We don't have giant blackboards with our names on them that have everything we think and say written out. We remember imperfectly and can think a good idea is our own when someone else said it first, in a meeting.
In another experiment subjects were told that scientists discovered a new kind of glowing green rock and said they understand it quite well.
Other subjects were told the same story but told that the scientists didn't understand the rock well.
When asked how well they understood it the people who were told the scientists understood it felt like they understood it.
Crucially the authors said: "It's as if people just cannot distinguish their own understanding from what others know." (Page 124)
If we don't actually have knowledge but feel we have access to it we feel as though we have it.
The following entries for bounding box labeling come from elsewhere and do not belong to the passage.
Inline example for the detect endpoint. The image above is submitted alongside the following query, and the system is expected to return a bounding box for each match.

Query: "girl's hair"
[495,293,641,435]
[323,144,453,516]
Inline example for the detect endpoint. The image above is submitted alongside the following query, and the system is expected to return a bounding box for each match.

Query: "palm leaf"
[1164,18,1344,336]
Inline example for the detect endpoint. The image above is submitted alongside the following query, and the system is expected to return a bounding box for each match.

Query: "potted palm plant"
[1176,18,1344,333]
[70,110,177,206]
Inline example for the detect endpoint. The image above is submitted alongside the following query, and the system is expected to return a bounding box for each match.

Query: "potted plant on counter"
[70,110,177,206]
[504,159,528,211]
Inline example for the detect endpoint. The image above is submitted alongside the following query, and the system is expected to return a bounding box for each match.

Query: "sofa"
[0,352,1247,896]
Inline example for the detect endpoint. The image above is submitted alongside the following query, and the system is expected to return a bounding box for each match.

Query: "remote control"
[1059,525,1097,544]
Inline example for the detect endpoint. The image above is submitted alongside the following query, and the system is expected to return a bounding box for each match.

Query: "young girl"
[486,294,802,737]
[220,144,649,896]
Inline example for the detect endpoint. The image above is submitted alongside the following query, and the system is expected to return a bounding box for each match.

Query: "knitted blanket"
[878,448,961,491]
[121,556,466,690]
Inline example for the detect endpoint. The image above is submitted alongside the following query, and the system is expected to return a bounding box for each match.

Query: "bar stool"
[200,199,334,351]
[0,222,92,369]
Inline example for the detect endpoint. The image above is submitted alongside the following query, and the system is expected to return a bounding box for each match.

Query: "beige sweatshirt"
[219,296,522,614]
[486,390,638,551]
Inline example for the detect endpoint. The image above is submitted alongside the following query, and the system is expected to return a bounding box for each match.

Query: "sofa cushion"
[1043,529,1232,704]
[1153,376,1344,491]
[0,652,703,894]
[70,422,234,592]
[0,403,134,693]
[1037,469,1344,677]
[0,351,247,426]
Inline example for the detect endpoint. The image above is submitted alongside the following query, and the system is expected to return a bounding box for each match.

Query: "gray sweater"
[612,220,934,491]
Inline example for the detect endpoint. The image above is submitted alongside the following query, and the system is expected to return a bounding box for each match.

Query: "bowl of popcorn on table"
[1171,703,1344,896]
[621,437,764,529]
Just by being told someone, somewhere that we can access has the information prompts us to feel like we personally have it.
We already saw the requirements of being able to share intentions and sharing attention and goals.
"Another requirement has to do with how we store information. Communal knowledge is distributed across a group of people. No one person has it all. So what I as an individual know has to connect to the knowledge that other people have. My knowledge has to be full of pointers and placeholders rather than just facts." (Page 125)
"The knowledge illusion occurs because we live in a community of knowledge and we fail to distinguish the knowledge that is in our heads from the knowledge outside of it." (Page 127)
"The world and our community house much of our knowledge base. A lot of human understanding consists simply of awareness that the knowledge is out there. Sophisticated understanding usually consists of knowing where to find it. Only the truly erudite actually have the knowledge available in their memories." (Page 128)
The curse of knowledge is what economists call our bias of mistakenly believing everyone knows or should know whatever we know.
The authors point out that with the curse of knowledge we assume others know what is in our heads and with the knowledge illusion we think that what is in others' heads is in our own. Either way we confuse who knows what.
As we live in a hive mind we get away with superficial and specialized knowledge, because everyone else does as well.
The tendency to take for granted that we know more than we really do leaves us both ignorant of how little we really know and vulnerable to other problems.